Court Opinion

ID: 9761164
Source: CourtListenerOpinion
Date Created: 2023-08-29 01:33:05.1195+00
Date Added: 2024-06-11T07:29:20.461030
License: Public Domain

McDERMOTT, Justice,
dissenting.
When a trial judge has repeatedly and exhaustively instructed a jury that they are the sole finders of fact and determiners of credibility, and where the charge as a whole makes this manifest, an appellate court errs in granting reversal based upon the consideration of isolated excerpts of that charge. That is the posture in which the majority is unfortunately to be found in this case. The Court should affirm appellant’s convictions of rape, robbery, simple assault, terroristic threats, and burglary, upon the reasoning of the Superior Court en banc majority. Accordingly, I dissent.
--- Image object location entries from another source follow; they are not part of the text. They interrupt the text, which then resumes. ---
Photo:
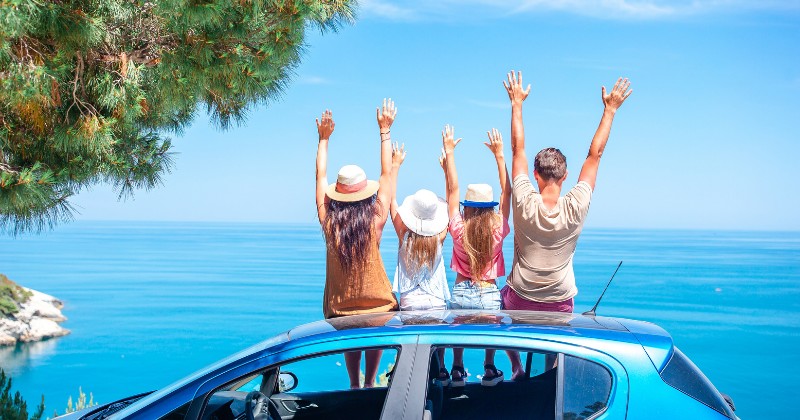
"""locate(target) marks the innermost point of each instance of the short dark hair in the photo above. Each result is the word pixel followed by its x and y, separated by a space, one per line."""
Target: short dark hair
pixel 550 164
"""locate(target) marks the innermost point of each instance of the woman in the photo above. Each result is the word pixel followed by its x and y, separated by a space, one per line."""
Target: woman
pixel 421 227
pixel 353 212
pixel 478 236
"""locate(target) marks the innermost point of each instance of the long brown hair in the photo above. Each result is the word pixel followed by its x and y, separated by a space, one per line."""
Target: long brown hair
pixel 420 251
pixel 479 226
pixel 349 229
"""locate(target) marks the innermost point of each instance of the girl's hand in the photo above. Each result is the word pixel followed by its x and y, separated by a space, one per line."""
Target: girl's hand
pixel 325 127
pixel 447 139
pixel 398 154
pixel 495 143
pixel 386 115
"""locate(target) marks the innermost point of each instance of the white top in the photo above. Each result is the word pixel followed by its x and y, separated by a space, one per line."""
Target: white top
pixel 545 241
pixel 433 282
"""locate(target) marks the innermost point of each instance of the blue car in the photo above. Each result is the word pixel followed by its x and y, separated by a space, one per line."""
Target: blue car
pixel 576 367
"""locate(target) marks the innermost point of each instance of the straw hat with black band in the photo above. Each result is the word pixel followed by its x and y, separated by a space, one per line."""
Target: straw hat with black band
pixel 351 185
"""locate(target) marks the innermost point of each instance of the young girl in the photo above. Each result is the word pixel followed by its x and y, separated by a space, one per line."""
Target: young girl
pixel 421 227
pixel 478 236
pixel 352 213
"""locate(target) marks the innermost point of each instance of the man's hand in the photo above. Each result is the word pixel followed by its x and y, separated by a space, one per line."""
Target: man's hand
pixel 514 88
pixel 398 154
pixel 325 127
pixel 447 139
pixel 495 143
pixel 386 115
pixel 618 94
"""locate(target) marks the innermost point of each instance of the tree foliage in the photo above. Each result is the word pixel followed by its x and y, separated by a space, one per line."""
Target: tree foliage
pixel 91 89
pixel 14 407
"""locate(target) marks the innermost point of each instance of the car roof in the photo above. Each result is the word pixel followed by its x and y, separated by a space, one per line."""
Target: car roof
pixel 655 340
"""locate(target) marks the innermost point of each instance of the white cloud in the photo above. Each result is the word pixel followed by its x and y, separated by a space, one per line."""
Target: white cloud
pixel 409 10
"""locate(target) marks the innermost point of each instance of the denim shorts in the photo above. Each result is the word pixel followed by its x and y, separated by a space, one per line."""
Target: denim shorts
pixel 467 295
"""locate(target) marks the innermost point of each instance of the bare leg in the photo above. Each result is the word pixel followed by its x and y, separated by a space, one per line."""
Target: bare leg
pixel 489 360
pixel 458 359
pixel 373 360
pixel 517 371
pixel 352 361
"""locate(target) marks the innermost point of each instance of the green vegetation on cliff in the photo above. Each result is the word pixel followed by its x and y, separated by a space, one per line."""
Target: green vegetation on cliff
pixel 11 294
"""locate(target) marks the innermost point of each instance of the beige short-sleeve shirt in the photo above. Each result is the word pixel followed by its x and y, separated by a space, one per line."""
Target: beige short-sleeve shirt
pixel 545 241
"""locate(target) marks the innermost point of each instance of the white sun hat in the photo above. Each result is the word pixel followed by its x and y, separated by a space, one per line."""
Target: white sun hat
pixel 351 185
pixel 424 213
pixel 479 195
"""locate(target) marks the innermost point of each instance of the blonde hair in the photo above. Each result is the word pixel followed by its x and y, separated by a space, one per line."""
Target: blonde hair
pixel 479 226
pixel 420 251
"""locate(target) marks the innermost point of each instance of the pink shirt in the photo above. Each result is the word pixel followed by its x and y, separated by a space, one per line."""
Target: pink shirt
pixel 460 261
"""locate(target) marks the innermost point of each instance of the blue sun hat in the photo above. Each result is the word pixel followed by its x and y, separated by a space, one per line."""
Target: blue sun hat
pixel 480 196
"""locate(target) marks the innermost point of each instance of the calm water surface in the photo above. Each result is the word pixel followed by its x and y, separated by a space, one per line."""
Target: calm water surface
pixel 149 303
The controlling law was set out in Commonwealth v. Woodward, 483 Pa. 1, 394 A.2d 508 (1978). There we stated the following:
This Court has consistently held that, in reviewing jury instructions for prejudicial and reversible error, the charge must be read and considered as a whole. Commonwealth v. Lesher, 473 Pa. 141, 373 A.2d 1088 (1977). Error cannot be predicated on isolated excerpts of the charge. It is the general effect of the charge that controls. See, *471Commonwealth v. Archamhault, 448 Pa. 90, 290 A.2d 72 (1972).
483 Pa. at 4, 394 A.2d at 510.
Likewise, in Commonwealth v. Walker, 459 Pa. 12, 326 A.2d 311 (1974), we held a trial court’s comments non-prejudicial where “Other portions of the charge more than adequately cautioned the jury that they were the sole judge as to credibility of witnesses and that they could convict only if they were convinced of appellant’s guilt beyond a reasonable doubt.” 459 Pa. at 16, 326 A.2d at 313.
Applying that analysis to this case, it is abundantly clear that the trial court, both in the excerpts cited by the majority and throughout the charge as a whole, repeatedly and specifically instructed the jury of their function. Indeed, even the brief portion of the charge from which the majority excerpts and supplies emphases contains no fewer than six (6) reminders from judge to jury concerning their role as sole fact-finders. These repeated reminders, interspersed throughout that selfsame portion of the charge, could have had no other conceivable affect than to negate any possible adverse inference stemming from the judge’s comments. If the emphasis were instead supplied to those passages (e.g., “You can determine for yourselves what her appearance was. I cannot influence you.”) the charge would read quite differently. Yet, the function of a reviewing court is to emphasize neither type of particular excerpt, but rather to consider the effect of the charge as a whole. To conclude that, notwithstanding these frequent instructions, the roles of judge and jury became hopelessly tangled, is to denigrate the ability and intelligence of both.
The portions of the charge cited by the majority themselves contain more than adequate antidote to purge any ills engendered thereby. Taken together with the rest of the charge, and considering the charge as a whole, as we must, I have no doubt that the trial court and Superior Court analyzed this issue accurately. We should affirm.